A few weeks ago we attended a pumpkin festival in a small quaint town, beautiful trees lined the water as we watched the boats come in. As we made our way out on the long dock, lined with large rocks to get a better view the boys decided they want to jump the rocks. There were small crevices between most of the rocks, but big enough that my little men could slip through and into the water.
Being protective mom I immediately told them no. Aaron on the other hand said, “let them be boys”. Of course my peanut gallery chimed in, “come on mom, we will be fine, don’t worry so much.” I closed my eyes and walked at a quick pace as I could feel my heart pounding, picturing the worse scenario possible.
I have two brothers, one older and one younger so seeing how boys act is not completely new to me. Aaron is one of nine boys and I guess he has a little more experience. Already 21 months in to this parenting gig, I still find myself trying to figure out how to raise boys.
In a society that wants to mask gender differences all together and education systems that expect 6 year old boys to sit just as still as 6 year old girls. I find myself going against the tide, trying to find the balance, while still letting my boys be boys.
Boys are loud, rambunctious and wild. Hunters and gatherers at heart and always ready for the next adventure. Yet still sensitive. When their hands have been drenched in mud, the house brought to new decibel levels and every inanimate object made into something throw-able they come to me wanting snuggles and hugs.
I have been asked on numerous occasions by complete strangers if my sons behave, if they listen to me and while observing their politeness they still ask, why are they behaving so well. Feeling sometimes like I am under the microscope in public, especially because we are a multi-racial family. My little men are such gentlemen opening the doors for others and always using their manners, still sometimes they need to be a race car driver or a fighter plane in the grocery store and make the accompanying sounds to go with it.
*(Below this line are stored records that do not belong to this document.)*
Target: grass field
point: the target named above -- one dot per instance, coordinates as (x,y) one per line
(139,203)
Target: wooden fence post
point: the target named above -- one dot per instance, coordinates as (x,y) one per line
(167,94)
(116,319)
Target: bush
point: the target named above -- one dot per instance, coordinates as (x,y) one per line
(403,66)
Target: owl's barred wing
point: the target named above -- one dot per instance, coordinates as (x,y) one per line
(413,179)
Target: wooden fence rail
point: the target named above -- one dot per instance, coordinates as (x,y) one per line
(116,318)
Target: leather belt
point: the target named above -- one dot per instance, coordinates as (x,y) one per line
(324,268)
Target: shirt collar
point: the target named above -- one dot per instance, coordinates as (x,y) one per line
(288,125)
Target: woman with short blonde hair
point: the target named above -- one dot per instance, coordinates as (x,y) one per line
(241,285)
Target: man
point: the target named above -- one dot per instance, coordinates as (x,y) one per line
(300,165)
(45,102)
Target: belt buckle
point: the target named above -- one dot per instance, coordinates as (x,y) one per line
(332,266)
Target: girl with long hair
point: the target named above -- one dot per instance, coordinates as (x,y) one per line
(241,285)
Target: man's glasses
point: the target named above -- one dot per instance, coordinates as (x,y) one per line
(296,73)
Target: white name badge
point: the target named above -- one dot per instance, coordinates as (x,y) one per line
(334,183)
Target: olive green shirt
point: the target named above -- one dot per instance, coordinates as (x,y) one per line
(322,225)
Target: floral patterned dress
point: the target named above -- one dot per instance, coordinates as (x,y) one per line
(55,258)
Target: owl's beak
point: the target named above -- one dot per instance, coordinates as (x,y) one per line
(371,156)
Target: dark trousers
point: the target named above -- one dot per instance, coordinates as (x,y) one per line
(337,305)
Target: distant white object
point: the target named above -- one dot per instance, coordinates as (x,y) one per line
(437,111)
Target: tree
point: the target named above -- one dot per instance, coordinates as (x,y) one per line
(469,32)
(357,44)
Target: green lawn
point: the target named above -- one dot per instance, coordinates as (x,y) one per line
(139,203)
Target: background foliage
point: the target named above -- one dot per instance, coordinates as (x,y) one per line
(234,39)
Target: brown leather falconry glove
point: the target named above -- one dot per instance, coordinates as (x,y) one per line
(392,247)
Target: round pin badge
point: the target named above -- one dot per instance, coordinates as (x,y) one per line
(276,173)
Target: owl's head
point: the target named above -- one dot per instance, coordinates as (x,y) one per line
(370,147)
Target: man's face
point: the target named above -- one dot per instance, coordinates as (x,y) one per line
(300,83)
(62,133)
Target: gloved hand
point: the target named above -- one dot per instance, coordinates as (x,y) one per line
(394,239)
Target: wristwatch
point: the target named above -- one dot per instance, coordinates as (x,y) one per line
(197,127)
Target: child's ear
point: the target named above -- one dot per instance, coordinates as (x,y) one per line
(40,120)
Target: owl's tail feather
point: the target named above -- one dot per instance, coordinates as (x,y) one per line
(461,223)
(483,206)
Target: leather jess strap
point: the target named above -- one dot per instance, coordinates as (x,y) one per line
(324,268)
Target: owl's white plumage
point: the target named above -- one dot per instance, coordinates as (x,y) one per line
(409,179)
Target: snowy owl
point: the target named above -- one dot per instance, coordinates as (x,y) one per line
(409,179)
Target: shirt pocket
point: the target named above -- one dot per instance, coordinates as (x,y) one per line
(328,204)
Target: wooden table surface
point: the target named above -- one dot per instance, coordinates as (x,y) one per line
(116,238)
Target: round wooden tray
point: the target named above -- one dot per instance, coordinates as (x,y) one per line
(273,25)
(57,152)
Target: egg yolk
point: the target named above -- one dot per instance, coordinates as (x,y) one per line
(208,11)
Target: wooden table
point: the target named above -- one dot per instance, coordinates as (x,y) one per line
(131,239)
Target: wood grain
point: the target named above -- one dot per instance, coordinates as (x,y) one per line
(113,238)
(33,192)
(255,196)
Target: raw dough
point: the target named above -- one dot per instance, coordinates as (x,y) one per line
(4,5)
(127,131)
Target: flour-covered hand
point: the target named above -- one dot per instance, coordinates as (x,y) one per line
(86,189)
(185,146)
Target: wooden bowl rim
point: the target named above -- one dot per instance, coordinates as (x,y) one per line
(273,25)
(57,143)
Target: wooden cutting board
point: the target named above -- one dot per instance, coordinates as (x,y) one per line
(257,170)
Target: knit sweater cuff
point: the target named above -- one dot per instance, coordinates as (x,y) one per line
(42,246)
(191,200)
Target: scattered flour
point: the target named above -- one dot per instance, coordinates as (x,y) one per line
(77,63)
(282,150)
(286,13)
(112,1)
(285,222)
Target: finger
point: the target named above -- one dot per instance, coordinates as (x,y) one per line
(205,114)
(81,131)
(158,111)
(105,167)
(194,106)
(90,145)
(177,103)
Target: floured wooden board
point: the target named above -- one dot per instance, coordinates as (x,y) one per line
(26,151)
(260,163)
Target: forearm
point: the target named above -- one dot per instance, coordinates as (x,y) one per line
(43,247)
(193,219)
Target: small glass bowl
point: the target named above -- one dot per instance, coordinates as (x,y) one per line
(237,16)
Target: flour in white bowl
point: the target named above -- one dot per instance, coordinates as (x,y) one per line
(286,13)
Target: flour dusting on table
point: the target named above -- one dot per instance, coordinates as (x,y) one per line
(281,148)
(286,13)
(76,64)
I am still learning, but I like to think I have come a long way. So if you visit us you may walk into a wrestling match in the living room, a game of floor hockey downstairs or balls flying across the kitchen. I apologize if you see us at the park and my sons are screaming and jumping off the swings, climbing up the slide and scaling the highest peak of the jungle gym. In appearance it may look like I am being irresponsible, I like to think of it as parenting at it’s finest. Just letting boys be boys.